World / Asia-Pacific

Japan launches optical spy satellite

(Xinhua) Updated: 2015-03-26 10:12

Japan launches optical spy satellite

A H-IIA rocket, carrying a information gathering satellite, lifts off from the launching pad at Tanegashima Space Center on the Japanese southwestern island of Tanegashima, in this photo taken by Kyodo March 26, 2015.[Photo/Agencies]

TOKYO - Japan on Thursday launched an information-gathering satellite (IGS) with an optical reconnaissance payload on an H-2A rocket, the country's second launch this year.

The Japan Aerospace Exploration Agency (JAXA) and Mitsubishi Heavy Industries, Ltd.-- Japan's space agency and the commercial operator of the H-2A rocket--launched the spy satellite aboard the H-2A Launch Vehicle No.28 at 10:21 a.m. (0121 GMT) on Thursday from JAXA's Tanegashima Space Center in Japan's southwestern Kagoshima prefecture.

About 20 minutes later, JAXA announced the separation of the rocket and the satellite as planned and the satellite successfully entered orbit.

Intelligence satellites are believed to be employed to monitor ground surfaces to gain information related to national security and disasters.

Operated by Japan's Cabinet Satellite Intelligence Center, which reports directly to the government's executive leadership, the country's IGS program consists of optical and radar imaging spacecraft.

Thursday's launch carried the 14th spacecraft in Japan IGS series. It is also the country's fifth launch of satellites in fiscal 2014 (April 1, 2014-March 31, 2015), hitting a record high number in a single fiscal, and only 53 days after Japan launched a backup intelligence satellite on Feb.1, the shortest interval of time ever in the country.
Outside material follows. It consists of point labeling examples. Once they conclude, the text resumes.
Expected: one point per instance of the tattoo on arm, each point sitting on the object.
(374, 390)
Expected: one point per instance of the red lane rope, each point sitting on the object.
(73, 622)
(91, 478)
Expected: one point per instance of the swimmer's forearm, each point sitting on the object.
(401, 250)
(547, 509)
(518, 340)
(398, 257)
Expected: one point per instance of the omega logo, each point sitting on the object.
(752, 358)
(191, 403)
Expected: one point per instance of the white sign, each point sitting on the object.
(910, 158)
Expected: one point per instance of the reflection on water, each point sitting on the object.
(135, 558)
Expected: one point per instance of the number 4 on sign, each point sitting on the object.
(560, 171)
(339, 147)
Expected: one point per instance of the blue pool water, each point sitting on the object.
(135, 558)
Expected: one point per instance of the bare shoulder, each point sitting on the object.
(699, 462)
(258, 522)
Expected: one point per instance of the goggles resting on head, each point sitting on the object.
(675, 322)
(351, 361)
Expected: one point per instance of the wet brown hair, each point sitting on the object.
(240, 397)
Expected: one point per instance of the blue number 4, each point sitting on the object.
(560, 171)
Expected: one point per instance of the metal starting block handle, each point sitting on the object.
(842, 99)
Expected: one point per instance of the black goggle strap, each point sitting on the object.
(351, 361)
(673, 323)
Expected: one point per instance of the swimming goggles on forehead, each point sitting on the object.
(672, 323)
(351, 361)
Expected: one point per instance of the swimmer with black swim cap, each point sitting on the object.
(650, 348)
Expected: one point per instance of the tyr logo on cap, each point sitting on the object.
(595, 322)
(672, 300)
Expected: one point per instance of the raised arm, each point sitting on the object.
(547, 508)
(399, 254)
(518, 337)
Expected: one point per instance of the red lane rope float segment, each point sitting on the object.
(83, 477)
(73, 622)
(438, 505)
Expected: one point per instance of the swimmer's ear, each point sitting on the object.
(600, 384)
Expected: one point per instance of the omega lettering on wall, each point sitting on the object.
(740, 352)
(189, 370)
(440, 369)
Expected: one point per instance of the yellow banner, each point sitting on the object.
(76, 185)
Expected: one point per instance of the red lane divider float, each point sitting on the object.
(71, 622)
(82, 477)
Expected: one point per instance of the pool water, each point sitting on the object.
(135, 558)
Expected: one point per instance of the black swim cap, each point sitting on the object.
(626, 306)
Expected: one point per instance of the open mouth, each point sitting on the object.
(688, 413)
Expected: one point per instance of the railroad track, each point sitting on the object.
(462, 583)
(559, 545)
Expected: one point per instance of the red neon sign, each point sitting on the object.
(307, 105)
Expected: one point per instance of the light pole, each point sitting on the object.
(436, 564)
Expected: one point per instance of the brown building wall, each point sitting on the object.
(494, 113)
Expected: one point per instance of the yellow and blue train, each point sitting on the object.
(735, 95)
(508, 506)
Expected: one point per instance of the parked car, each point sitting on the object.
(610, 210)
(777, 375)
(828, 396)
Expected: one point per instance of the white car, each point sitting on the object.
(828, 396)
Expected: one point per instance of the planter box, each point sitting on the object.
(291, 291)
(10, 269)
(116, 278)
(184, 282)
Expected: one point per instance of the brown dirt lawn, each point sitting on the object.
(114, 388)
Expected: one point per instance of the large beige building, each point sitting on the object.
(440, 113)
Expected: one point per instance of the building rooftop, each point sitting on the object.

Japan launched a prototype third-generation optical IGS spacecraft in 2013, the operational version of which made debut with Thursday's launch. Thursday's launch carried the first third- generation spacecraft for the series, Optical 5, which will obtain high-resolution images with a telescopic optical camera. The imager's exact capabilities, however, are kept secret by the Japanese government.